OK, that’s another day done, and we’re sort of in a similar position right now as we were a few weeks ago, only with price trading $200 higher than at that time. Specifically, we’re waiting for price to hit the round number – last time it was 800, this time it’s four figures at 1,000. We didn’t really get a chance to do the same at 900, because it happened so fast, and looking at action around that level, it’s a shame we didn’t. Not to worry though, we’re good to go on a long trade on the fresh round number target, and we’ve got some nice intrarange targets to go at, so let’s try and put things together going forward.
Before we get going, take a quick look at the chart below. It’s got our range highlighted in green, and there are around twelve hours’ worth of action displayed.
As the chart shows, action today was a little erratic. When we first kicked off the session, price was trading in and around the 990 region. We set 1000 as an upside target on the break, but we obviously haven’t got there just yet. This evening, we’re looking at support to the downside at 977 flat, and resistance to the upside at 988. That’s a little over a ten-dollar range, so for the slightly more aggressive trader, intrarange is an option.

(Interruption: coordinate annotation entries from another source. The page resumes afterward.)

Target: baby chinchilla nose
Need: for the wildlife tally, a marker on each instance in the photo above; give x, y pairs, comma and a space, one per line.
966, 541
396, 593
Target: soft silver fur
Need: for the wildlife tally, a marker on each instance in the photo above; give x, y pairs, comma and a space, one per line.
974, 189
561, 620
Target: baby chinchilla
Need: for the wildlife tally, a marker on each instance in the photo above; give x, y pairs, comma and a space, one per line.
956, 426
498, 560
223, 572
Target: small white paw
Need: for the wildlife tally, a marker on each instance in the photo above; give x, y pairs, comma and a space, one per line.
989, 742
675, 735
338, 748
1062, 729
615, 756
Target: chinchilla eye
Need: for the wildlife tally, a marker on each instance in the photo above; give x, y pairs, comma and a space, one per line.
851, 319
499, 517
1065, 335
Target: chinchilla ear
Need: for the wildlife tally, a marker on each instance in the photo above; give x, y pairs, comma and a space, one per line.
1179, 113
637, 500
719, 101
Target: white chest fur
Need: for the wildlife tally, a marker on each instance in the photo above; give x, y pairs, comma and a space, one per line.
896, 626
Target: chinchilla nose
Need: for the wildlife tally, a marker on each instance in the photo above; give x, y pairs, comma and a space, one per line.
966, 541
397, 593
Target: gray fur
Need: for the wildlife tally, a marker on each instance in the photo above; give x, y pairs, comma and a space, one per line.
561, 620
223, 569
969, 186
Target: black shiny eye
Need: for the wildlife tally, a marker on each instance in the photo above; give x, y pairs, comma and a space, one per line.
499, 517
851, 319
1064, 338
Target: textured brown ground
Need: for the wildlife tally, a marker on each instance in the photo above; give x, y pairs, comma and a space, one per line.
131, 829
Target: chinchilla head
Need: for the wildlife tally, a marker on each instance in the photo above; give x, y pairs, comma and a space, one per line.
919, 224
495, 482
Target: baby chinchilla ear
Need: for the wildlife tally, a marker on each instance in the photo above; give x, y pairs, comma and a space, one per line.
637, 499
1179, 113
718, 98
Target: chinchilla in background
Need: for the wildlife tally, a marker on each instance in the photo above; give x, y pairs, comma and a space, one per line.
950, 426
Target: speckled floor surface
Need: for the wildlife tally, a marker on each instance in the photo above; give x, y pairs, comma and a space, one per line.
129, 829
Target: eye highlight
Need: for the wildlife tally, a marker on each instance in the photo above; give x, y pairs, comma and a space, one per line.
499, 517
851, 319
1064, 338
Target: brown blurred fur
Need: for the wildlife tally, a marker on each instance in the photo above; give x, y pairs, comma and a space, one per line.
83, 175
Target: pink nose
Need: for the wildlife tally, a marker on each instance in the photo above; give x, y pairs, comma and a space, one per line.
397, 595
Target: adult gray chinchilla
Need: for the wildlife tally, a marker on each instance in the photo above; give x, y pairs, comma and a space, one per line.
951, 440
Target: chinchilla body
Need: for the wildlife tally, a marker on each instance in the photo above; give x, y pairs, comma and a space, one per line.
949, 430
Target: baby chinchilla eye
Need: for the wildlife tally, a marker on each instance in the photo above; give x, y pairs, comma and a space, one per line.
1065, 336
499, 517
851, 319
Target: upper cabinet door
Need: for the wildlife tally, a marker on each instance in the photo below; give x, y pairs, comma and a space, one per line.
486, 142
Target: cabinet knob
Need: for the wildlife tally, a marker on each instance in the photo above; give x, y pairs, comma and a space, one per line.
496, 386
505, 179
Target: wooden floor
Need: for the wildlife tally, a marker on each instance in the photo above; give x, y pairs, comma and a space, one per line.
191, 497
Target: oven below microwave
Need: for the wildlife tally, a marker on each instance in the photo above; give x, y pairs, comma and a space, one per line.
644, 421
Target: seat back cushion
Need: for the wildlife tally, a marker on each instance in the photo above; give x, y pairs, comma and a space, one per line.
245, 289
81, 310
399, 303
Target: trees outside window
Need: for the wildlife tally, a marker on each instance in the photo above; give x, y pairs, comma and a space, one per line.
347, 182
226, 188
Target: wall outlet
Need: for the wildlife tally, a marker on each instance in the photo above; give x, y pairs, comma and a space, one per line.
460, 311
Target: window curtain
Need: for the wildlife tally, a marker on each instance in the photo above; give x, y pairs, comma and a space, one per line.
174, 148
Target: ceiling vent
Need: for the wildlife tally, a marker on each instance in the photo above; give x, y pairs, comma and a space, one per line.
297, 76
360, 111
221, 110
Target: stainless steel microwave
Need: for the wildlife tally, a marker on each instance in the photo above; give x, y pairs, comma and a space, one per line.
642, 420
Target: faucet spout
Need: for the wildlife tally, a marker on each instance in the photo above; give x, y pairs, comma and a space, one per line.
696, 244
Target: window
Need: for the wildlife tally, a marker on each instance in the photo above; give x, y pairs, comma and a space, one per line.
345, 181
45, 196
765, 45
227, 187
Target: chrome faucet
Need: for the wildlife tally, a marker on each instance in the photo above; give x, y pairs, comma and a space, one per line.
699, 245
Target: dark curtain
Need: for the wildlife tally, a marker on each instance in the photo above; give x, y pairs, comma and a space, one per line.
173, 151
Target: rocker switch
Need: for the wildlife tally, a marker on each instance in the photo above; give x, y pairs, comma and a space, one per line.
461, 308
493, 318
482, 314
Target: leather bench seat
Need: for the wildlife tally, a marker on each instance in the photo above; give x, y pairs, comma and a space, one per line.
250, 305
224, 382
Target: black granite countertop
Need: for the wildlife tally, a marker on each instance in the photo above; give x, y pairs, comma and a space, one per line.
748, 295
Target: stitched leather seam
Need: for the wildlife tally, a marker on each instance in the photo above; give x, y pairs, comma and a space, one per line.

We’re going to stick with breakout, however.
Specifically, if we see a close above in term resistance, we’ll look to get in long towards an immediate upside target of 997. A stop at 984 defines risk. Conversely, a close below support will get us in short towards 970. Again we need a stop loss on the trade so as we can ensure we are taken out of the position in the event that price reverses against us. Somewhere in the region of 985 looks good.